В итоге, данные из настоящего изобретения показали, что пробиотики в питьевой воде снижают индуцированную овариэктомией потерю кортикального слоя кости, позволяя сделать предположение о терапевтическом потенциале пробиотиков в лечении постменопаузального остеопороза. Кроме того, результаты подтверждают роль кишечной микробиоты в регуляции массы костной ткани.

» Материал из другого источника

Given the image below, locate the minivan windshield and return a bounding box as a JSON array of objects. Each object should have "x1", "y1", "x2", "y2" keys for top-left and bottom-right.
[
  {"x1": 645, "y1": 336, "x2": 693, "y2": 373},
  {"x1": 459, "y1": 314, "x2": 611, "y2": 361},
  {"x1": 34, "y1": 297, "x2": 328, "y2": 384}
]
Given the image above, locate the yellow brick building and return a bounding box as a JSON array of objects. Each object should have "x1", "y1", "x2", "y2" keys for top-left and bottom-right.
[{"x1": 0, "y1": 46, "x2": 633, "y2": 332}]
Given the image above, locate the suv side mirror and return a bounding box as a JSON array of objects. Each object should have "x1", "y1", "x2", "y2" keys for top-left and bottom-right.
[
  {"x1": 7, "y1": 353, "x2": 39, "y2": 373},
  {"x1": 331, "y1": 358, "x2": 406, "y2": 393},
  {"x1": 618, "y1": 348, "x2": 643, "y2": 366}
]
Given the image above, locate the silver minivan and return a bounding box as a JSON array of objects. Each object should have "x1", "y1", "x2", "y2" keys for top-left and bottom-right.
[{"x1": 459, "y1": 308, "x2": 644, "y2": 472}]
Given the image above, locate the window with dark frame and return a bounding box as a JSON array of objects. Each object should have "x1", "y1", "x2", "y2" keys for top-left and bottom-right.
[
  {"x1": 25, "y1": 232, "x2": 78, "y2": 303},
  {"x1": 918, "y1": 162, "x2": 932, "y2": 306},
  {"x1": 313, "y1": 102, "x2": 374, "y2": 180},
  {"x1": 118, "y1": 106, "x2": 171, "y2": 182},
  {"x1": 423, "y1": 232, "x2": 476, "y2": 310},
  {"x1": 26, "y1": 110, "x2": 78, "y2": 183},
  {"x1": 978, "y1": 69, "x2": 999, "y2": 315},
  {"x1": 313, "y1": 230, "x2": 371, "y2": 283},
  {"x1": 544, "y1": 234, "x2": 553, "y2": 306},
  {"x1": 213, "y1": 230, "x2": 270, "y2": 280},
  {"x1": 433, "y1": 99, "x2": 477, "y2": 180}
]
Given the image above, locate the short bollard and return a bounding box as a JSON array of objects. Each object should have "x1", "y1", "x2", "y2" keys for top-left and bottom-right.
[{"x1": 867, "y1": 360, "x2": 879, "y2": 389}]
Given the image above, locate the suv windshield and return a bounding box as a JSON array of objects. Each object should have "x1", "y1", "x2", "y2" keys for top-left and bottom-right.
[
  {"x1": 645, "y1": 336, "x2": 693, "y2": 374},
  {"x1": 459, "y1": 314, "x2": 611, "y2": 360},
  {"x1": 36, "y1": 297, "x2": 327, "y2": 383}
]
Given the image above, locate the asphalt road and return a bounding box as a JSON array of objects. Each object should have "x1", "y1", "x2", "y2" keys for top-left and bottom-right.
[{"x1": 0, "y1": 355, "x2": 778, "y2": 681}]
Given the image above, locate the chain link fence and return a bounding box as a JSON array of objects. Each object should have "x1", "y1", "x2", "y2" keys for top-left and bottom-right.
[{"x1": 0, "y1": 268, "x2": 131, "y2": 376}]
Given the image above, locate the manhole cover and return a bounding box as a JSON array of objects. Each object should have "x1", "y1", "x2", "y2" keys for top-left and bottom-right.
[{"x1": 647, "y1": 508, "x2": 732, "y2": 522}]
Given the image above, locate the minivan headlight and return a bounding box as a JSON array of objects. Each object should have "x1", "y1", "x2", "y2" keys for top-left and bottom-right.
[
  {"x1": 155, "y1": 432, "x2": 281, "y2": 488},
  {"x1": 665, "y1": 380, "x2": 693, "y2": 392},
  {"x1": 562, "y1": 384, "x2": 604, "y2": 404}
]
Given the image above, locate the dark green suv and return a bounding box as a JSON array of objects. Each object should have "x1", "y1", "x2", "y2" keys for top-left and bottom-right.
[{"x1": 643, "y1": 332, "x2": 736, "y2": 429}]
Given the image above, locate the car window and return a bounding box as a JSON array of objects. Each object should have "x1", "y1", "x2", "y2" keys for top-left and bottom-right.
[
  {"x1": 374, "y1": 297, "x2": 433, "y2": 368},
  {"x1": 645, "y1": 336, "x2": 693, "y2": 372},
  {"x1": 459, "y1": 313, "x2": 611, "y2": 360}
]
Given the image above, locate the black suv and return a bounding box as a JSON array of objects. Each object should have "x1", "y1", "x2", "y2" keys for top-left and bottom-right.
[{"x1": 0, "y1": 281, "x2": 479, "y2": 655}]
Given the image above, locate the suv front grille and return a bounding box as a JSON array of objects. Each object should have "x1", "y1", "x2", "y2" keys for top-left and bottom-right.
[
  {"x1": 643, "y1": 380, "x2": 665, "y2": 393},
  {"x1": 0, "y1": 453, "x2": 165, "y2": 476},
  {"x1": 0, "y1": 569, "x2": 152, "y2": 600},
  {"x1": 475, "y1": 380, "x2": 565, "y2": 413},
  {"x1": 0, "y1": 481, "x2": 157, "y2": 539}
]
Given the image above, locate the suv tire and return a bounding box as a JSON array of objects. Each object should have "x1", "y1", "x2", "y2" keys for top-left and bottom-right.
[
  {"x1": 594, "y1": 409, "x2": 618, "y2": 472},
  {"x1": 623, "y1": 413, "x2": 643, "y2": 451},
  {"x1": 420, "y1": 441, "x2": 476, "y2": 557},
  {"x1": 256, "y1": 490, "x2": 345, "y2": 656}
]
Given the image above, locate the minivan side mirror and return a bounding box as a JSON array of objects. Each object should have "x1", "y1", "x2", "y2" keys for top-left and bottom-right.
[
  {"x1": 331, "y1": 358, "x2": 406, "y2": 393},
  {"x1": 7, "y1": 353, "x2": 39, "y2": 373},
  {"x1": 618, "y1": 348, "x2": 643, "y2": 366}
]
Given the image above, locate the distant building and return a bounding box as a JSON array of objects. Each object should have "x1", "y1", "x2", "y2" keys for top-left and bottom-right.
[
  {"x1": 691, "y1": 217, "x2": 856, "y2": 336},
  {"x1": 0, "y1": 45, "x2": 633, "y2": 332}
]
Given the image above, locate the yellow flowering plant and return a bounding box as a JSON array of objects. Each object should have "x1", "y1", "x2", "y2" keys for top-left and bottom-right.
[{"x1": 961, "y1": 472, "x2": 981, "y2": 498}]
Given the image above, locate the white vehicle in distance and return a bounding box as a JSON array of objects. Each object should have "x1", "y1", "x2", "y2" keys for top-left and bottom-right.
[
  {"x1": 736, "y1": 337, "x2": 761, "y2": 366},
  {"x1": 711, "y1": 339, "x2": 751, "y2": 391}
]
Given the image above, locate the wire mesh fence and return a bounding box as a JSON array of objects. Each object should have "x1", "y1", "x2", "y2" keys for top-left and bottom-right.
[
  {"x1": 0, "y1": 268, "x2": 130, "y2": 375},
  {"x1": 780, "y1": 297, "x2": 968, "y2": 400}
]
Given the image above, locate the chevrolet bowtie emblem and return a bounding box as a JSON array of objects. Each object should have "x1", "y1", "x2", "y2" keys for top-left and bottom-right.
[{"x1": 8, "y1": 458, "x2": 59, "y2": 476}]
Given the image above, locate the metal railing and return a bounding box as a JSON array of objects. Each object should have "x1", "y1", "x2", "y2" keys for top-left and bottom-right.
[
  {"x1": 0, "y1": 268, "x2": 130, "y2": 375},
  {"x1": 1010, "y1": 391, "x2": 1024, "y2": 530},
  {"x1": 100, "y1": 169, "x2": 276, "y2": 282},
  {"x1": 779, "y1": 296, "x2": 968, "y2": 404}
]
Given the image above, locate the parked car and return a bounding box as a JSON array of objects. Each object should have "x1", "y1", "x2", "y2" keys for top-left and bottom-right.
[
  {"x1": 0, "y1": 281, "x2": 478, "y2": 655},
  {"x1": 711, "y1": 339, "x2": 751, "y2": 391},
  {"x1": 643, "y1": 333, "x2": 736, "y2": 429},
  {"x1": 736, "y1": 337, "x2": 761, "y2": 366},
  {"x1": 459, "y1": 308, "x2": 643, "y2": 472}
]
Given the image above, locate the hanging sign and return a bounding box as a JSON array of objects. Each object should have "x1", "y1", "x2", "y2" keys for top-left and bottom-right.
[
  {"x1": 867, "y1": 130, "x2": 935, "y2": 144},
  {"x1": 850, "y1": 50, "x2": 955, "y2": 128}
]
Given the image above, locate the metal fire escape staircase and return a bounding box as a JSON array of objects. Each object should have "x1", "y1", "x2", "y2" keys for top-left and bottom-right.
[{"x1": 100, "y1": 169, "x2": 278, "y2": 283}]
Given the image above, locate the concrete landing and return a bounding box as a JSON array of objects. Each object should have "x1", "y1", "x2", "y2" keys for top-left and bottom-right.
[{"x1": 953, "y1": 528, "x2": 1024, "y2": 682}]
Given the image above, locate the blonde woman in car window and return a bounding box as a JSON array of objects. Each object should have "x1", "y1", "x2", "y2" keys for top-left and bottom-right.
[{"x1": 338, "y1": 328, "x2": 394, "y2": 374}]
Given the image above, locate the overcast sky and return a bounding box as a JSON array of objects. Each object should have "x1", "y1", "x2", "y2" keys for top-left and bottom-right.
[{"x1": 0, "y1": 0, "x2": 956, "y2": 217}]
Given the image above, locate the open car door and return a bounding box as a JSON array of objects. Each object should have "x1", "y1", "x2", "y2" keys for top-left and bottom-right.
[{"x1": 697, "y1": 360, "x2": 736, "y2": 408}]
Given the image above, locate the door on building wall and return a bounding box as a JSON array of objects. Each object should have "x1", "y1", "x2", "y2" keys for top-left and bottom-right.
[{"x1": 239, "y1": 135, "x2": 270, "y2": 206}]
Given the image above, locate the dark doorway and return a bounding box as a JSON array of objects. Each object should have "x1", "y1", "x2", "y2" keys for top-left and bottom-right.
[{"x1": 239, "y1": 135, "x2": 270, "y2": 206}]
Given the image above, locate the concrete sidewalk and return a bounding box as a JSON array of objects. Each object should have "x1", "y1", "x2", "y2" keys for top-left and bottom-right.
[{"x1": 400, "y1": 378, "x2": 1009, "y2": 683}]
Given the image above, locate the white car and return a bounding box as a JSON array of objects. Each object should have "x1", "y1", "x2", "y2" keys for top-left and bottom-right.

Лечение L. para и the L. mix защищало мышей от индуцированной овариэктомией потери кортикальной костной ткани и повышения резорбции кости. Минеральная плотность кортикального слоя кости была выше при лечении L. para и L. mix, по сравнению с лечением несущей средой после овариэктомии. Относительная экскреция кальция с мочой и уровень маркера резорбции RatLaps повышались после овариэктомии в группе, получавшей несущую среду, но не у мышей, леченных L. para или L. mix. Таким образом, пробиотики ингибируют индуцированную овариэктомией экскрецию кальция с мочой. Лечение пробиотиками снижало экспрессию двух воспалительных цитокинов, ФНОα и ИЛ-1β, и повышало экспрессию ОПГ в кортикальном слое кости у мышей после овариэктомии. Кроме того, овариэктомия снижала распространенность регуляторных Т-клеток (CD4+CD25+Foxp3+) в костном мозге мышей, леченных несущей средой, но не мышей, леченных пробиотиками. Таким образом, пробиотики ингибируют индуцированное овариэктомией снижение распространенности регуляторных Т-клеток в костном мозге. Кроме того, пробиотики повышают экспрессию ТФРβ в костном мозге, и ингибируют индуцированное овариэктомией повышение маркера резорбции RatLap. В итоге, лечение L. para или L. mix предотвращает индуцированную овариэктомией потерю кортикального слоя кости. Результаты изобретения показывают, что это лечение пробиотиками изменяет иммунный статус в костной ткани, как продемонстрировано снижением экспрессии воспалительных цитокинов и повышением экспрессии ОПГ, приводящим к ослаблению резорбции костной ткани у мышей после овариэктомии.

Эксперимент 4

В этом эксперименте будет исследовано, влияют ли вышеуказанные пробиотики на вышеуказанные параметры (т.е. массу кортикальной костной ткани, минеральную плотность кости, резорбцию кости) у мышей-самок, уже перенесших овариэктомию, и, таким образом, уже со сниженной массой костной ткани. Овариэктомия у мышей-самок является хорошо изученной моделью постменопаузальной потери костной ткани у женщин. Схема эксперимента указана ниже.

Мыши после овариэктомии→4 недели→Лечение пробиотиками в течение 6 недель→конец.

Пробиотики будут в питьевой воде, и начнут лечение ими спустя 4 недели после овариэктомии. Доза составит 10⁹ КОЕ/мл/сутки, а овариэктомия будет осуществлена в возрасте 9-10 недель. После окончания эксперимента будет проведен анализ (КТ) кости для измерения плотности и толщины, а также анализ сыворотки и костных маркеров.